Near the back of the town, separated from the other buildings, we found an office for the Thuringia Courier-Journal, a pretentious name for what I presumed was a one-sheet devoted to small-town flackery. Still, the door had not been boarded, and I thought it might be worth a look inside.

“Think the sheriff will mind?” I asked. I prepared to make a run at it with my shoulder.

“That’s stupid,” Lissa said. “You’ll break something.”

I flexed my muscles. “Man of steel,” I said.

The wood was old and weak, and the door gave with one slam. Dust flew everywhere. Pulling down a triumphant fist, I stepped into the darkness. As my eyes adjusted, I stared at stacks of posters, boxes filled with handouts, and a small gray desk.
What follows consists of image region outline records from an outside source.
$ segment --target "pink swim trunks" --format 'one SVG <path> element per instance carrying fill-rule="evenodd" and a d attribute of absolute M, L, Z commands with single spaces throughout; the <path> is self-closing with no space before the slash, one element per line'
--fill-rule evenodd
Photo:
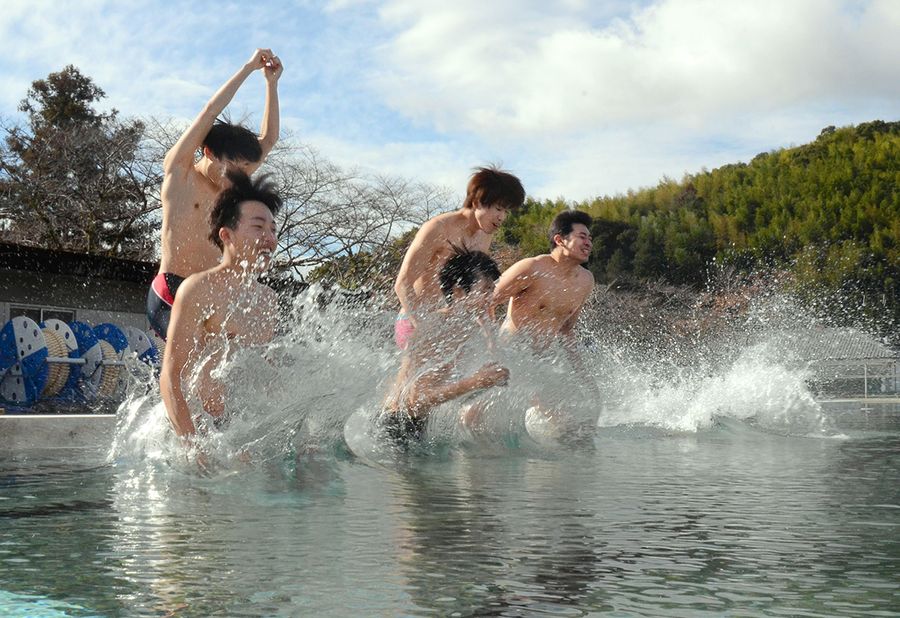
<path fill-rule="evenodd" d="M 409 347 L 409 338 L 412 336 L 416 327 L 412 325 L 405 313 L 398 313 L 397 319 L 394 321 L 394 341 L 397 347 L 405 350 Z"/>

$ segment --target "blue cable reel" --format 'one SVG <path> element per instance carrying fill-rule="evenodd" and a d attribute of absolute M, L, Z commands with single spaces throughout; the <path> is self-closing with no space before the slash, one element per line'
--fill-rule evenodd
<path fill-rule="evenodd" d="M 34 320 L 18 316 L 0 330 L 0 362 L 6 366 L 0 380 L 3 401 L 30 405 L 47 384 L 47 344 Z"/>
<path fill-rule="evenodd" d="M 100 382 L 97 395 L 104 398 L 119 397 L 128 387 L 128 371 L 125 358 L 131 353 L 128 337 L 115 324 L 105 323 L 94 327 L 94 334 L 103 350 Z"/>
<path fill-rule="evenodd" d="M 69 328 L 75 335 L 78 344 L 78 356 L 84 359 L 81 375 L 78 380 L 77 396 L 85 401 L 93 401 L 97 397 L 97 387 L 100 384 L 103 361 L 103 349 L 94 329 L 84 322 L 69 322 Z"/>
<path fill-rule="evenodd" d="M 0 329 L 0 401 L 28 408 L 38 400 L 92 401 L 124 395 L 132 351 L 159 363 L 153 339 L 137 328 L 25 316 Z"/>
<path fill-rule="evenodd" d="M 139 361 L 151 366 L 159 365 L 159 350 L 147 333 L 134 326 L 126 326 L 122 330 L 128 337 L 128 347 L 137 354 Z"/>
<path fill-rule="evenodd" d="M 41 323 L 41 332 L 50 353 L 47 357 L 50 376 L 41 398 L 66 400 L 76 398 L 78 378 L 81 376 L 81 368 L 85 361 L 78 353 L 75 333 L 62 320 L 45 320 Z"/>

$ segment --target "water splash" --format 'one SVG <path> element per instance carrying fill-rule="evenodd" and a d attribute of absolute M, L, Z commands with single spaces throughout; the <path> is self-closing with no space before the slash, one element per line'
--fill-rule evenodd
<path fill-rule="evenodd" d="M 493 451 L 541 449 L 547 445 L 526 427 L 527 411 L 536 405 L 601 435 L 612 427 L 702 432 L 721 419 L 789 435 L 836 435 L 807 386 L 809 369 L 779 341 L 784 316 L 800 315 L 788 306 L 783 297 L 757 299 L 739 324 L 665 345 L 660 337 L 652 353 L 646 346 L 635 351 L 639 341 L 587 331 L 583 372 L 559 350 L 536 359 L 502 341 L 494 350 L 468 346 L 461 374 L 497 361 L 509 368 L 509 383 L 440 406 L 430 416 L 429 435 L 451 450 L 473 444 Z M 381 410 L 399 364 L 392 312 L 312 288 L 289 315 L 271 344 L 233 351 L 214 370 L 228 384 L 231 420 L 209 432 L 202 448 L 225 467 L 310 453 L 346 455 L 351 417 L 358 433 L 360 418 L 371 423 Z M 172 436 L 154 384 L 148 379 L 122 405 L 112 459 L 189 459 Z M 459 423 L 461 408 L 473 403 L 484 408 L 476 434 Z"/>

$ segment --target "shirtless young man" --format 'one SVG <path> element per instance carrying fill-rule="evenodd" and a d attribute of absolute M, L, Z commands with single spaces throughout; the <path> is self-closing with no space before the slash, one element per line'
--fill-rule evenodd
<path fill-rule="evenodd" d="M 184 380 L 196 375 L 197 395 L 214 419 L 224 412 L 224 385 L 210 376 L 228 346 L 271 341 L 275 329 L 271 288 L 257 281 L 275 250 L 274 216 L 281 198 L 265 179 L 251 181 L 229 172 L 212 214 L 208 238 L 222 261 L 184 280 L 172 306 L 169 342 L 163 355 L 160 391 L 175 433 L 190 438 L 196 429 Z"/>
<path fill-rule="evenodd" d="M 520 260 L 497 282 L 494 304 L 509 302 L 502 329 L 524 335 L 543 350 L 554 341 L 566 347 L 581 308 L 594 289 L 594 276 L 582 264 L 591 256 L 591 218 L 564 210 L 550 225 L 550 253 Z"/>
<path fill-rule="evenodd" d="M 489 324 L 499 276 L 497 263 L 481 251 L 456 249 L 441 268 L 437 284 L 446 304 L 423 324 L 419 343 L 404 354 L 384 404 L 382 425 L 398 444 L 421 438 L 432 408 L 506 383 L 509 371 L 496 363 L 487 363 L 470 376 L 454 375 L 463 345 L 481 336 Z"/>
<path fill-rule="evenodd" d="M 242 126 L 216 121 L 257 69 L 266 78 L 266 106 L 259 137 Z M 147 293 L 147 319 L 164 340 L 181 282 L 188 275 L 212 268 L 221 256 L 205 230 L 216 197 L 228 186 L 226 171 L 253 173 L 278 140 L 278 78 L 282 70 L 272 50 L 257 49 L 166 153 L 161 191 L 162 255 L 159 274 Z M 202 157 L 195 161 L 201 148 Z"/>
<path fill-rule="evenodd" d="M 578 354 L 573 334 L 578 316 L 594 288 L 594 276 L 582 264 L 591 255 L 591 218 L 587 213 L 565 210 L 550 225 L 550 253 L 520 260 L 497 282 L 492 300 L 496 306 L 508 302 L 501 330 L 524 340 L 541 354 L 562 344 L 582 384 L 595 392 L 594 382 Z M 557 442 L 584 437 L 583 427 L 559 410 L 548 407 L 535 395 L 526 413 L 525 425 L 538 441 Z M 581 435 L 579 435 L 579 432 Z"/>
<path fill-rule="evenodd" d="M 419 229 L 394 283 L 400 299 L 394 338 L 400 349 L 407 348 L 420 320 L 443 305 L 438 272 L 454 247 L 487 253 L 507 213 L 524 201 L 525 189 L 518 178 L 482 167 L 469 179 L 462 208 L 438 215 Z"/>

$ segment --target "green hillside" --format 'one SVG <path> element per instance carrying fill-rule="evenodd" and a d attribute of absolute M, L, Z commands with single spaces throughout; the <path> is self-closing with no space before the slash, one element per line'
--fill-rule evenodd
<path fill-rule="evenodd" d="M 702 286 L 713 259 L 765 264 L 807 295 L 857 298 L 869 317 L 900 323 L 900 122 L 827 127 L 810 144 L 626 195 L 529 201 L 500 240 L 546 252 L 549 222 L 566 207 L 595 218 L 598 281 Z"/>

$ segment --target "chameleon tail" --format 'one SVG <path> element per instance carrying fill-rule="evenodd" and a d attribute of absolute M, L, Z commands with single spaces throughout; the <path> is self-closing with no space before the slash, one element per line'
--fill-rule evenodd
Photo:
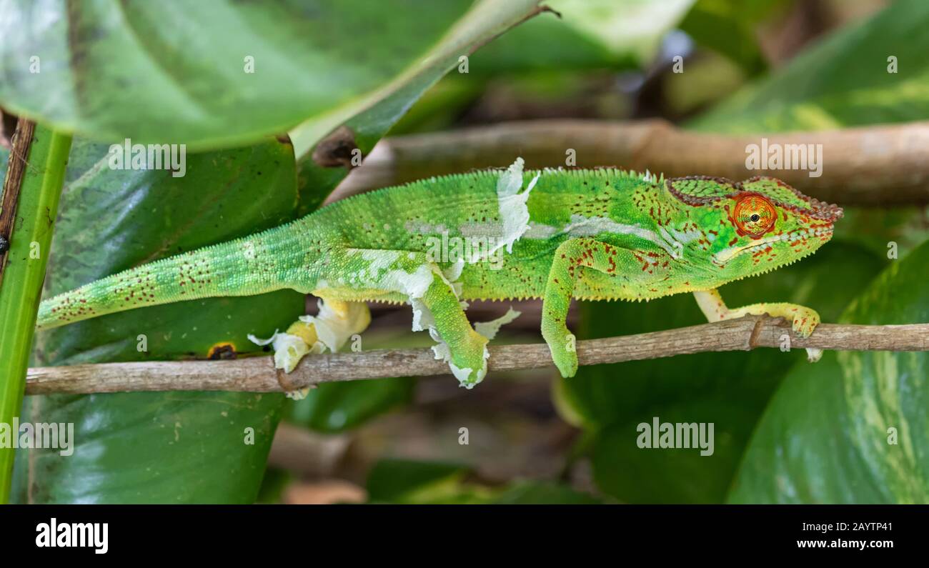
<path fill-rule="evenodd" d="M 307 271 L 281 265 L 287 262 L 281 258 L 291 258 L 283 250 L 292 246 L 281 228 L 141 265 L 59 294 L 39 304 L 36 327 L 186 300 L 302 288 L 294 278 Z"/>

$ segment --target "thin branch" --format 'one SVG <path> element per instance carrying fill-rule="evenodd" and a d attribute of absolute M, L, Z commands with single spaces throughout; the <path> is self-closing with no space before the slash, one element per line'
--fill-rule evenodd
<path fill-rule="evenodd" d="M 3 183 L 3 197 L 0 202 L 0 282 L 7 268 L 10 240 L 13 239 L 13 226 L 16 223 L 16 210 L 22 188 L 22 177 L 26 174 L 26 158 L 33 145 L 35 123 L 20 119 L 13 133 L 12 149 L 7 164 L 7 176 Z"/>
<path fill-rule="evenodd" d="M 750 144 L 821 144 L 822 174 L 807 170 L 749 170 Z M 666 176 L 779 177 L 804 193 L 840 205 L 929 203 L 929 122 L 821 132 L 723 136 L 680 130 L 660 120 L 608 123 L 545 120 L 382 140 L 331 199 L 430 175 L 505 167 L 611 166 Z"/>
<path fill-rule="evenodd" d="M 780 318 L 749 316 L 666 331 L 578 342 L 581 365 L 652 359 L 706 351 L 780 347 L 790 337 Z M 790 337 L 790 347 L 845 351 L 929 351 L 929 324 L 857 326 L 820 324 L 807 339 Z M 548 346 L 495 345 L 490 370 L 551 367 Z M 305 357 L 290 374 L 273 368 L 268 356 L 232 361 L 103 363 L 29 369 L 27 394 L 129 391 L 281 392 L 322 382 L 441 375 L 447 365 L 430 349 L 389 349 Z"/>

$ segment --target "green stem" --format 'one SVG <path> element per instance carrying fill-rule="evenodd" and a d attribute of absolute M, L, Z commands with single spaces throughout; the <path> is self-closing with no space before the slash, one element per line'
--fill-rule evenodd
<path fill-rule="evenodd" d="M 70 150 L 70 136 L 36 125 L 0 280 L 0 430 L 5 425 L 12 428 L 22 407 L 35 313 Z M 15 153 L 10 154 L 11 164 L 15 160 L 19 160 Z M 19 435 L 9 433 L 10 442 Z M 0 503 L 9 500 L 15 454 L 12 445 L 4 441 L 0 433 Z"/>

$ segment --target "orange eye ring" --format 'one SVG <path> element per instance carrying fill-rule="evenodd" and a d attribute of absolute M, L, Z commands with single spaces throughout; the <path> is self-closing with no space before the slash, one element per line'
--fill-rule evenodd
<path fill-rule="evenodd" d="M 764 196 L 749 193 L 739 198 L 732 217 L 739 236 L 760 239 L 774 228 L 778 210 Z"/>

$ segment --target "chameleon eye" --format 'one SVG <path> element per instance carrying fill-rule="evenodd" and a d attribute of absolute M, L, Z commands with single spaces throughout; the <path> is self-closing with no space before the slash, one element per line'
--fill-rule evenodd
<path fill-rule="evenodd" d="M 774 228 L 778 212 L 766 199 L 752 193 L 739 200 L 733 217 L 739 235 L 759 239 Z"/>

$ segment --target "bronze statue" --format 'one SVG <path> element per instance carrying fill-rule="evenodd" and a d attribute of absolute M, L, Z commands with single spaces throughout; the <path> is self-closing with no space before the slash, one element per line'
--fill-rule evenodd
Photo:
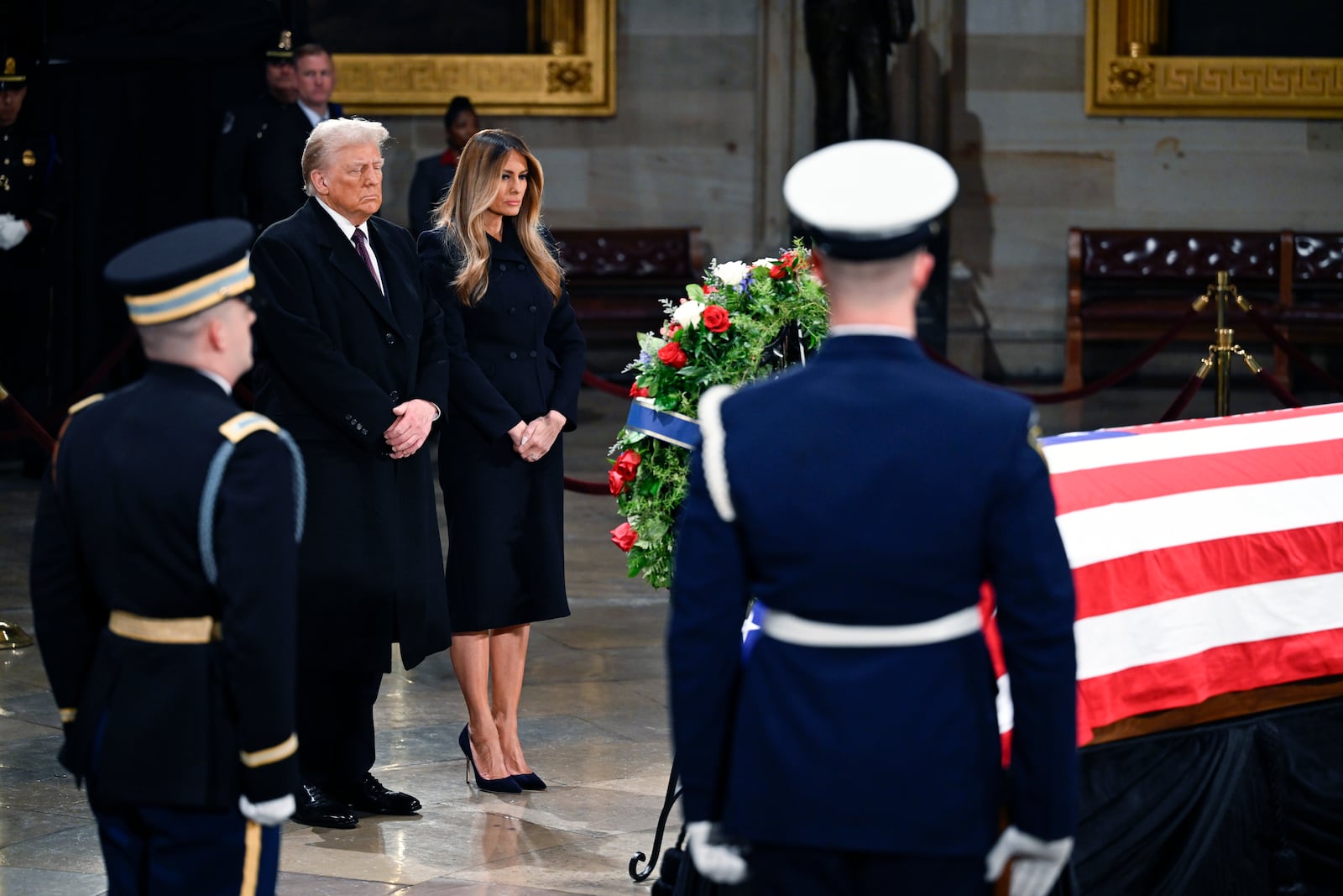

I carried a poster and pamphlet into the sunlight.

“’Thuringia Farms, We ship everywhere,’” I read. “’Christmas, Thanksgiving, Any Holiday Occasion! World Famous Fruitcake, Walnut and Almond Baskets, Dried Fruit Samplers. Candified Oranges, Pineapple’—”

“’Candified’?” Lissa smirked.

“That’s what it says. ‘Dates and Olives, Deluxe Pitted Prunes from California’s Golden Hills. Satisfaction Guaranteed.’”

“Keeps you regular,” Lissa said.

“’Copyright 1950.’”

I held up the poster:

WELCOME TO PARADISE THURINGIA!

SUN AND SPA, THERMAL SPRINGS

HEALTHY LIVING

AMERICA’S NEW VIGOR CAPITAL

Female bathers in polite Esther Williams suits posed on rock walls and dipped their feet into a steaming pool. All smiles. Vigor and white teeth and fifties-style pillar thighs everywhere.

“Let’s find the bathhouse,” I suggested. “Looks sociable.”

“Let’s not and say we did,” Lissa said. But the light words did not cover her pallor. She didn’t like the place one bit. To me, it seemed sad and stupid but, so far, no cause for alarm.

The spa was a brick-and-stone blockhouse on the east end of town. Another run of chain link surrounded it, this time with a locked gate, and an even larger sign announced, NATURAL POLLUTION SITE. There was more detail in fine print:

WARNING.

DO NOT BATHE OR DRINK FROM SPRINGS.

CALIFORNIA STATE DEPARTMENT OF HEALTH

And below that, in heavy block letters,

BACTERIAL CONTAMINATION.

“Curious?” I asked.

“No,” Lissa said.

I took the rock and whacked at the lock on the gate. It broke after three tries, and the gate opened with a shrill whine. Lissa followed a few steps behind.

The main entrance had been bricked up, but around the side, a service door sported another latch and lock. That one took five whacks. I grabbed the hanging lock and pulled the door wide, then peered into the darkness.